Categorical columns can save up to 50 - 80% memory.
Examples 1: Basic Conversion to Categorical
Consider a DataFrame with a column representing different car types. We can convert this column to a categorical type using the astype method:
import pandas as pd
data = {'CarType': ['Sedan', 'SUV', 'Truck', 'Sedan', 'Truck']}
df = pd.DataFrame(data)
df['CarType'] = df['CarType'].astype('category')

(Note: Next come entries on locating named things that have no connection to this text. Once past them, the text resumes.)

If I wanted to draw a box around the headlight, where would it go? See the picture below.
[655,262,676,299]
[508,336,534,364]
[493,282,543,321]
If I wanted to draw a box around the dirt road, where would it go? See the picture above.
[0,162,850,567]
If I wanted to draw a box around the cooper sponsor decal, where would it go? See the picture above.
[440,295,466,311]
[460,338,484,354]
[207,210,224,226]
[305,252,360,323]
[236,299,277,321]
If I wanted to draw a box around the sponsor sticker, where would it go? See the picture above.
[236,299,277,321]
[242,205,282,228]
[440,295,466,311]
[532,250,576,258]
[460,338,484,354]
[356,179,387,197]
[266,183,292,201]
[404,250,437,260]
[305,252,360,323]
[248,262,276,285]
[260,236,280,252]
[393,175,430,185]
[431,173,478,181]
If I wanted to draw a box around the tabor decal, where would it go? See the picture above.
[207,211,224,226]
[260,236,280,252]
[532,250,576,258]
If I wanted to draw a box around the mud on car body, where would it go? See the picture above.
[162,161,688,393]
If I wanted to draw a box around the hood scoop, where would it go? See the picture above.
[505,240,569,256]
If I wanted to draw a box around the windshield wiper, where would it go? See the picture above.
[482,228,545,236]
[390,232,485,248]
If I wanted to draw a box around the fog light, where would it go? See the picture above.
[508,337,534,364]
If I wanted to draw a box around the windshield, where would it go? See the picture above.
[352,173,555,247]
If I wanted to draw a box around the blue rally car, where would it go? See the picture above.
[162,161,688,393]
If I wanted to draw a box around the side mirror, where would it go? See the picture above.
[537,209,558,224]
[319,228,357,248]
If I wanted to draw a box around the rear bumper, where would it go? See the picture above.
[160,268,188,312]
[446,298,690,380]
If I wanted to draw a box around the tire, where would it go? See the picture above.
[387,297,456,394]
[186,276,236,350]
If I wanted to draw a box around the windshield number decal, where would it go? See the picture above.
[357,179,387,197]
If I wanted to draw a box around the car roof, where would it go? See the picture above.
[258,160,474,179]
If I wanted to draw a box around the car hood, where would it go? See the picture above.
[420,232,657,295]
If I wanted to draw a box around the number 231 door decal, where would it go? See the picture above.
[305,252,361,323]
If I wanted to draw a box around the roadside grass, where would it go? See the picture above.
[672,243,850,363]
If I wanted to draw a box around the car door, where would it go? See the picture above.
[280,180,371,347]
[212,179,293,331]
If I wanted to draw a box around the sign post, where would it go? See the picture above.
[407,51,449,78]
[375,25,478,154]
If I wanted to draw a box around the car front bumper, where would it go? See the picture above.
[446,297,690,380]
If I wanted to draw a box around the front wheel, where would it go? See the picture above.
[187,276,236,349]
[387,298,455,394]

Example 2: Specifying Categories and Order
You can specify custom categories and their order using the pd.Categorical constructor. Let's consider a DataFrame with a 'Size' column:
data = {'Size': ['Small', 'Medium', 'Large', 'Small']}
df = pd.DataFrame(data)
df['Size'] = pd.Categorical(df['Size'], categories=['Small', 'Medium', 'Large'], ordered=True)

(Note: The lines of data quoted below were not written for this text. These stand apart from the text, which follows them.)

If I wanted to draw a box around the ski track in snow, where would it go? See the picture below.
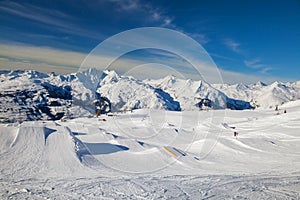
[0,102,300,199]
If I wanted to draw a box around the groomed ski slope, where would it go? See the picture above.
[0,100,300,199]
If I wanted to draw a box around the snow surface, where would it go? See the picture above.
[0,97,300,199]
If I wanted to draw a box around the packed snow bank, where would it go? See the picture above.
[0,101,300,199]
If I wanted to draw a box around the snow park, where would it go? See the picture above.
[0,0,300,200]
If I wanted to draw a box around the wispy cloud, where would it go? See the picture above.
[223,38,241,53]
[244,58,274,74]
[0,1,103,39]
[110,0,176,28]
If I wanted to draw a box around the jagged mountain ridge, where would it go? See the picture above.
[0,69,300,122]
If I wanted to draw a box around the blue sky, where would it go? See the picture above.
[0,0,300,83]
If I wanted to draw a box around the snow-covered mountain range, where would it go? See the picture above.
[0,69,300,122]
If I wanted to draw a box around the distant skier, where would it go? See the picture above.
[233,131,239,138]
[94,99,101,118]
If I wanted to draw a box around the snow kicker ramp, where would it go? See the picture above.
[0,122,92,177]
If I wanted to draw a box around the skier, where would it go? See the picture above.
[233,131,238,138]
[94,99,101,118]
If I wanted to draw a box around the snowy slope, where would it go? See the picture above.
[97,71,180,111]
[0,100,300,199]
[213,81,300,108]
[0,69,300,122]
[144,76,251,110]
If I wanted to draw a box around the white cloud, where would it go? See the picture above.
[244,58,274,74]
[0,44,288,83]
[0,1,104,39]
[224,38,241,53]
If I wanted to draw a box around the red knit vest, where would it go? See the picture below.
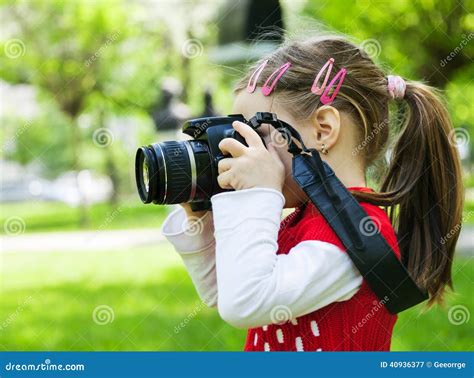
[245,188,400,351]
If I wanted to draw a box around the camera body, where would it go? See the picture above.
[135,114,263,211]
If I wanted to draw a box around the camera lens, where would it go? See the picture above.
[135,140,213,204]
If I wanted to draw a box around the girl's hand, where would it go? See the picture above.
[180,202,207,220]
[217,121,285,192]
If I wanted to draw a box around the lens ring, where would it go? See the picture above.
[135,146,158,203]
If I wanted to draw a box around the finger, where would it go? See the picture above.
[217,170,233,189]
[232,121,263,147]
[217,158,233,174]
[219,138,247,157]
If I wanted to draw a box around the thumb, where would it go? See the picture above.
[267,142,280,160]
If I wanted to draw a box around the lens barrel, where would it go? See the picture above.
[135,140,212,204]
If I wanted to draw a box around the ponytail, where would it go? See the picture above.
[358,81,463,305]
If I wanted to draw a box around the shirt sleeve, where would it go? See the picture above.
[212,188,363,328]
[161,206,217,307]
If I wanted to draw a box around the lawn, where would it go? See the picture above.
[0,199,171,234]
[0,242,474,351]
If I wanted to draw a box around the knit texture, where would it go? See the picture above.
[245,188,400,351]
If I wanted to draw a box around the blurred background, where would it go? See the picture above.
[0,0,474,351]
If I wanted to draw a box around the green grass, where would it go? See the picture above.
[0,200,169,234]
[0,243,474,351]
[0,243,245,351]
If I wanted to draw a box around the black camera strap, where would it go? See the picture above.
[250,113,428,314]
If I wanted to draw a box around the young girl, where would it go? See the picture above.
[162,37,462,351]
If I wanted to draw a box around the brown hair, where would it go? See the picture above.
[235,36,463,305]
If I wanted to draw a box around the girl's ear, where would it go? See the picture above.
[311,105,341,150]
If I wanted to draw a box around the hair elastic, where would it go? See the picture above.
[247,59,268,93]
[311,58,334,95]
[387,75,407,100]
[319,68,347,105]
[262,62,291,96]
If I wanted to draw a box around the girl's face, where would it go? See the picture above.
[232,90,314,208]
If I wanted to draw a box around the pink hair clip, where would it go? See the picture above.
[311,58,334,95]
[262,62,291,96]
[247,59,268,93]
[319,68,347,105]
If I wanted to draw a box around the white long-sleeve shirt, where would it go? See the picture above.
[161,188,362,328]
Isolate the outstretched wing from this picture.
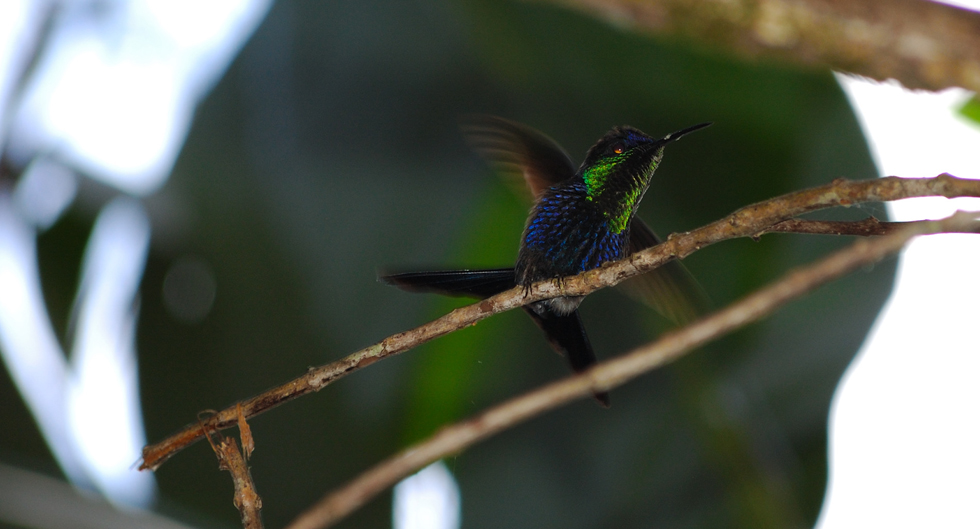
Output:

print(df['Size'].cat.categories)
Check if column is Categorical
To check if a column is categorical we can use:
df.dtypes
You can find the difference before and after conversion:
- before
- CarType object
- converted to categorical
- CarType category
Check which columns are good for Categorical
There are different ways to find out if a column is suitable for a categorical. Such column contain:
- limited
- fixed
set of unique values.
We can use methods like:
df['col'].value_counts()
df.describe(how='all')
pd.get_dummies(s)
To find potential columns for conversion.
Test memory usage gain
To test what is the benefit of using categorical columns in Pandas we will run:
import pandas as pd
data = {'CarType': ['Sedan', 'SUV', 'Truck', 'Sedan', 'Truck'] * 10000}
df = pd.DataFrame(data)
We have two option to find memory usage in Pandas:
df.memory_usage(deep=True)
df.info(memory_usage='deep')
sample output:
<class 'pandas.core.frame.DataFrame'>
RangeIndex: 50000 entries, 0 to 49999
Data columns (total 1 columns):
# Column Non-Null Count Dtype
--- ------ -------------- -----
0 CarType 50000 non-null category
dtypes: category(1)
memory usage: 49.2 KB
Below you can compare the results before and after conversion:
- before - memory usage: 2.9 MB
- after - memory usage: 49.2 KB
This simple example shows the great benefit of using categorical columns in Pandas.
Summary
Converting column types to categorical in Pandas is a powerful technique for optimizing memory usage and enhancing data analysis performance. Whether dealing with nominal or ordinal categorical data, Pandas provides versatile tools for customization and conversion.
By incorporating these examples into your data analysis workflow, you can leverage the benefits of categorical data types and efficiently handle large datasets.
Nominal data involves categorization without any ranking, while ordinal data involves both categorization and ranking.